TF1 dispose des droits sur « Dexter » mais aura tardé à les utiliser. La deuxième saison vient de débuter pour quelques mercredis soirs tardifs. La TSR n’a peut-être pas trouvé d’accord avec sa nouvelle concurrente publicitaire pour une diffusion en avant-première. Une collaboratrice de la TSR a fait savoir que ce sont des raisons morales qui conduisent à ne pas diffuser cette série. Les mêmes raisons eussent été valables pour « 24 heures chrono ». Il paraît même que « True Blood » qui atteint des sommets dans le gore, est moins dangereux que « Dexter » puisqu’il s’agit de vampires, de fées, de loups-garous, d’humains. Seulement, une interprétation possible de la série peut s’en aller du côté des Sudistes contre les Nordistes et de ceux qui oscillent entre les deux camps.
Mais le rejet de « Dexter » est plus ancien. Il est le fait du responsable de la programmation en 2006, Yves Menestrier.
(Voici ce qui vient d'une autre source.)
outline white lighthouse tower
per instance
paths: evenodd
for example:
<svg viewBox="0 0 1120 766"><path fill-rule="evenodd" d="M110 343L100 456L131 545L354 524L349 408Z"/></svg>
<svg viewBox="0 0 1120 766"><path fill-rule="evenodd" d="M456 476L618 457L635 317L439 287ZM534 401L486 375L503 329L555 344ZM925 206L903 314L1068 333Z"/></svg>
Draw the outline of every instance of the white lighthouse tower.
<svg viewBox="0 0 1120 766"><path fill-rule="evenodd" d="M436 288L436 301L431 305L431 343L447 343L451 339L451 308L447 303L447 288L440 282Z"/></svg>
La collaboratrice de la TSR ne fait qu’appliquer une décision ancienne et la défendre.
« Délivrance », lointain souvenir
Me reste en mémoire, peut-être dans un certain flou, une déclaration d’un ponte de la TSR au début des années septante affirmant que, au grand jamais celle-ci montrerait un film comme « Délivrance » de John Boorman. Le film n’est-il jamais arrivé depuis lors sur notre antenne ? On doit avoir oublié l’ancienne déclaration. Une décision prise il y a cinq ans devrait pouvoir être revue. Interdire d’antenne *Dexter” revient à un geste de censure sournois et hypocrite. Même en 2011 !
Les premiers rideaux de la TSR
De 19h30 à 21h00, la TSR fait la part belle à l’information de rapide à développée, contribuant à lui donner son excellente réputation. Mais les structures de certaines émissions, le « 19 :30 », « Mise au point », « Toutes Taxes Comprises », sont les mêmes d’un jour ou d’une semaine à l’autre, au point d’installer une certaine lassitude seulement combattue par l’intérêt personnel accordé au sujet.
Toutes Taxes Comprises
« Toutes Taxes Comprises » ( lundi 29 août 2011) n’aborde qu’un seul sujet, le franc fort, trop pour le tourisme et l’industrie d’exportation. Voilà qui doit éloigner ce sentiment un peu trop fréquent que le sujet commence vraiment quand les huit minutes sont écoulées. Bonnes remarques sur ces « sinistres » agences d’information qui jouent du « A » ! On y parle « spéculation » : l’exemple du jeu de bourse suffit-il à en faire comprendre le mécanisme prédateur ?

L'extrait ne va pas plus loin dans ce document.